Reaching the Peak of the quasar spectral energy distribution - II. Exploring the accretion disc, dusty torus and host galaxy

TL;DR

This study analyzes the spectral energy distributions of 11 AGN at redshifts 1.5-2.2, exploring accretion disc, dusty torus, and host galaxy properties, with implications for black hole spin, disc size, and galaxy relationships.

Contribution

It extends previous work by quantifying uncertainties, testing black hole spin effects, constraining disc radii, and modeling mid-IR components with physical parameters.

Findings

Outer accretion disc radii are about five times smaller than self-gravity radii.

Host galaxy luminosities align with the M_BH-bulge relationship.
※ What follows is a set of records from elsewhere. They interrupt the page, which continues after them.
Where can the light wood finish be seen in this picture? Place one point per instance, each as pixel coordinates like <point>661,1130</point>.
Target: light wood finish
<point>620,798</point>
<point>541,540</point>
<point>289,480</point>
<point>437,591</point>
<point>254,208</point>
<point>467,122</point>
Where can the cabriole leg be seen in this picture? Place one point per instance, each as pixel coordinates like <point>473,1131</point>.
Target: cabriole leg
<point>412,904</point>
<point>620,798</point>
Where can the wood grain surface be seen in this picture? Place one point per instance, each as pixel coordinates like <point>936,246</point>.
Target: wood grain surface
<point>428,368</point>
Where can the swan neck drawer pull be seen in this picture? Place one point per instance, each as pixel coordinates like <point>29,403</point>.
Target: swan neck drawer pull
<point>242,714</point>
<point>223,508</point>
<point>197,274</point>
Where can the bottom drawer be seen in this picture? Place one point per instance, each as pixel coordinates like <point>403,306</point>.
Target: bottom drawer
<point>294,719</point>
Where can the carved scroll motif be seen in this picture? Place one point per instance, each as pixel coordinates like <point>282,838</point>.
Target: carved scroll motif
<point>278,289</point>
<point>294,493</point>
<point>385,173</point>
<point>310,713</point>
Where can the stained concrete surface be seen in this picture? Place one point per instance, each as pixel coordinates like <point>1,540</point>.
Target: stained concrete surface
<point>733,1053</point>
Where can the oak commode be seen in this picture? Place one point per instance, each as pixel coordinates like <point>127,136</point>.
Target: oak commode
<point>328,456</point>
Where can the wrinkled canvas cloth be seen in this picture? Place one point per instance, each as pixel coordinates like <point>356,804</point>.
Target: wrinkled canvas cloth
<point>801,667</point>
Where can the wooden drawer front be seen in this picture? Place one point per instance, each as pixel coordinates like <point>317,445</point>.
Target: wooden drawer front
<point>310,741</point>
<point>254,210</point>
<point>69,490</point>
Torus properties suggest a silicate grain composition.

Abstract

We continue our study of the spectral energy distributions (SEDs) of 11 AGN at 1.5 < z < 2.2, with optical-NIR spectra, X-ray data and mid-IR photometry. In a previous paper we presented the observations and models; in this paper we explore the parameter space of these models. We first quantify uncertainties on the black hole masses (M$_{\rm BH}$) and degeneracies between SED parameters. The effect of BH spin is tested, and we find that while low to moderate spin values (a$_*$ $\leq$ 0.9) are compatible with the data in all cases, maximal spin (a$_*$ = 0.998) can only describe the data if the accretion disc is face-on. The outer accretion disc radii are well constrained in 8/11 objects, and are found to be a factor ~5 smaller than the self-gravity radii. We then extend our modelling campaign into the mid-IR regime with WISE photometry, adding components for the host galaxy and dusty torus. Our estimates of the host galaxy luminosities are consistent with the M$_{\rm BH}$-bulge relationship, and the measured torus properties (covering factor and temperatures) are in agreement with earlier work, suggesting a predominantly silicate-based grain composition. Finally, we deconvolve the optical-NIR spectra using our SED continuum model. We claim that this is a more physically motivated approach than using empirical descriptions of the continuum such as broken power-laws. For our small sample, we verify previously noted correlations between emission linewidths and luminosities commonly used for single-epoch M$_{\rm BH}$ estimates, and observe a statistically significant anti-correlation between [O III] equivalent width and AGN luminosity.